1838 E Workman Ave, West Covina Multifamily Opportunity

Newer construction and steady neighborhood occupancy point to durable renter demand, according to WDSuite’s CRE market data, with pricing power tempered by local affordability pressures.

Overview

The property’s 2011 vintage is newer than the neighborhood’s typical 1970s stock, offering competitive positioning versus older assets while leaving room for targeted systems updates or light modernization over a multi-year hold. The surrounding area is classified as Urban Core, with occupancy in the neighborhood running in the top quintile nationally, supporting leasing stability for well-managed assets.

Livability drivers are mixed: grocery access trends very strong (high national percentile) and restaurant density is well above national norms, while parks, pharmacies, childcare, and cafes are comparatively sparse within the neighborhood footprint. Average school ratings sit near the national middle, which helps serve a broad renter profile without being a distinct draw on its own.

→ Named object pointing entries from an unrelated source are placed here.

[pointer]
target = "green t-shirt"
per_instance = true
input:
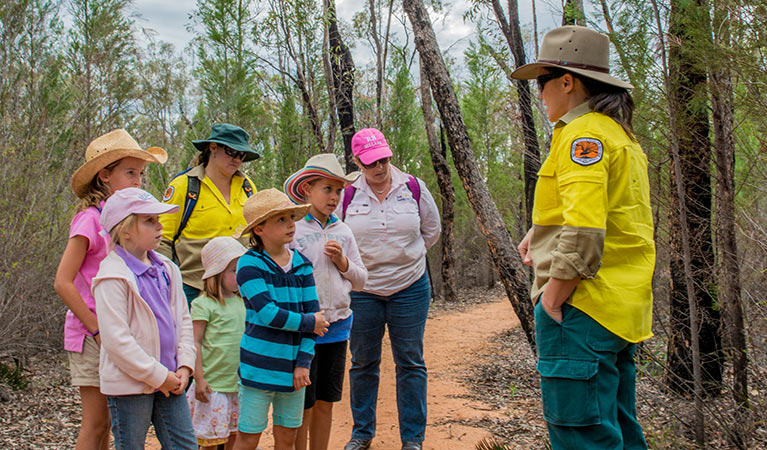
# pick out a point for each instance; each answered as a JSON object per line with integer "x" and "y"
{"x": 221, "y": 343}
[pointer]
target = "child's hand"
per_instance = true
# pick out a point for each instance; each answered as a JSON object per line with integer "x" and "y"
{"x": 172, "y": 383}
{"x": 320, "y": 324}
{"x": 202, "y": 389}
{"x": 183, "y": 374}
{"x": 301, "y": 378}
{"x": 336, "y": 254}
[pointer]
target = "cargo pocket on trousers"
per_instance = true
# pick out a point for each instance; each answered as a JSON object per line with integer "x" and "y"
{"x": 569, "y": 391}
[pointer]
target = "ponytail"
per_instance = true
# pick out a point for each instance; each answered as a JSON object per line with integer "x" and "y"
{"x": 202, "y": 158}
{"x": 613, "y": 101}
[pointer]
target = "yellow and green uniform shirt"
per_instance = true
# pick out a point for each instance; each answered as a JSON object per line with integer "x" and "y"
{"x": 212, "y": 217}
{"x": 592, "y": 220}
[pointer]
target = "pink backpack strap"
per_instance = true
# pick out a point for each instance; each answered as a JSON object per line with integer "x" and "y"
{"x": 415, "y": 189}
{"x": 349, "y": 192}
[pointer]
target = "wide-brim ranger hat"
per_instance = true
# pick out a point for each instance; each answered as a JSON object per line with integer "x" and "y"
{"x": 265, "y": 204}
{"x": 108, "y": 148}
{"x": 129, "y": 201}
{"x": 369, "y": 145}
{"x": 577, "y": 49}
{"x": 218, "y": 253}
{"x": 232, "y": 136}
{"x": 324, "y": 165}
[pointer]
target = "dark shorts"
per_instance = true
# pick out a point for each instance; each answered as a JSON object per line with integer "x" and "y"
{"x": 326, "y": 373}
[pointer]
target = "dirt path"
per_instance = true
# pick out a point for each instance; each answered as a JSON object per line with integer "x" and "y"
{"x": 452, "y": 342}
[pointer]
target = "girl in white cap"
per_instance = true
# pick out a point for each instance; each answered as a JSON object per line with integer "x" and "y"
{"x": 147, "y": 345}
{"x": 218, "y": 318}
{"x": 330, "y": 245}
{"x": 113, "y": 161}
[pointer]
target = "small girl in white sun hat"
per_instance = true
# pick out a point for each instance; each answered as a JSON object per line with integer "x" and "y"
{"x": 218, "y": 318}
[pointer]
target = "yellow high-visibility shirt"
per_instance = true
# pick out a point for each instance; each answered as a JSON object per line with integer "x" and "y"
{"x": 212, "y": 217}
{"x": 592, "y": 220}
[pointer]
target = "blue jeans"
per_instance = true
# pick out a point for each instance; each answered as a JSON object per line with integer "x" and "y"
{"x": 131, "y": 415}
{"x": 405, "y": 315}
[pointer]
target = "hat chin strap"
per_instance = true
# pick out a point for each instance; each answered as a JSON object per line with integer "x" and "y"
{"x": 575, "y": 65}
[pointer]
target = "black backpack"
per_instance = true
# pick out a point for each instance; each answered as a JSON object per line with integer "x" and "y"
{"x": 192, "y": 195}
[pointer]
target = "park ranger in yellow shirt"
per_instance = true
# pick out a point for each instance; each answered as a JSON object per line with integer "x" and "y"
{"x": 211, "y": 196}
{"x": 591, "y": 246}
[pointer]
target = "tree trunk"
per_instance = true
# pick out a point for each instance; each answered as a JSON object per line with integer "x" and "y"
{"x": 502, "y": 249}
{"x": 343, "y": 78}
{"x": 532, "y": 156}
{"x": 729, "y": 267}
{"x": 330, "y": 81}
{"x": 687, "y": 88}
{"x": 438, "y": 155}
{"x": 379, "y": 61}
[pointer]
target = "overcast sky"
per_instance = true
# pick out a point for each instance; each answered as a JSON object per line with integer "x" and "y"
{"x": 169, "y": 20}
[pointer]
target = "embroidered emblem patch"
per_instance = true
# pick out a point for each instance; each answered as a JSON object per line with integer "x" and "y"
{"x": 586, "y": 151}
{"x": 168, "y": 193}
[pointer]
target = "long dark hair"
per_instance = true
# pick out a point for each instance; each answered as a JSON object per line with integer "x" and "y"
{"x": 613, "y": 101}
{"x": 203, "y": 157}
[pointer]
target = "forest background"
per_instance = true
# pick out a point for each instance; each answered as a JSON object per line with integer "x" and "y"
{"x": 75, "y": 69}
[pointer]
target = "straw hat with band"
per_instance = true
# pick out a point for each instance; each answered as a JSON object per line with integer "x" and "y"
{"x": 267, "y": 203}
{"x": 218, "y": 253}
{"x": 324, "y": 165}
{"x": 108, "y": 148}
{"x": 231, "y": 136}
{"x": 576, "y": 49}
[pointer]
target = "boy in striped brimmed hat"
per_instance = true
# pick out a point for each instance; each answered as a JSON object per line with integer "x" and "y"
{"x": 330, "y": 246}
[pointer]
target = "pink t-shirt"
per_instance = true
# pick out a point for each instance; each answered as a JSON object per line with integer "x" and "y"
{"x": 85, "y": 223}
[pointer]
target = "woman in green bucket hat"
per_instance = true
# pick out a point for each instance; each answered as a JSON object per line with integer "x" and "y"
{"x": 210, "y": 196}
{"x": 591, "y": 246}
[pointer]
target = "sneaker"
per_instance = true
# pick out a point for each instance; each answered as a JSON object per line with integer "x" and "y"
{"x": 412, "y": 446}
{"x": 358, "y": 444}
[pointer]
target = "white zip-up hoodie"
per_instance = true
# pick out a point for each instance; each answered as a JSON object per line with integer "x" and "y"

Tenant depth is supported by a high renter-occupied share at the neighborhood level, indicating a sizable base of multifamily households. At the same time, the rent-to-income ratio runs elevated locally, which can increase retention risk if rent growth materially outpaces incomes; active lease management and renewal strategies are important in this context.

Within a 3-mile radius, household counts have inched higher in recent years and are projected to expand further by the next five-year horizon, alongside rising median incomes. This combination suggests a gradually larger tenant base with greater spending capacity, reinforcing occupancy stability and rent collections for professionally operated properties based on CRE market data from WDSuite.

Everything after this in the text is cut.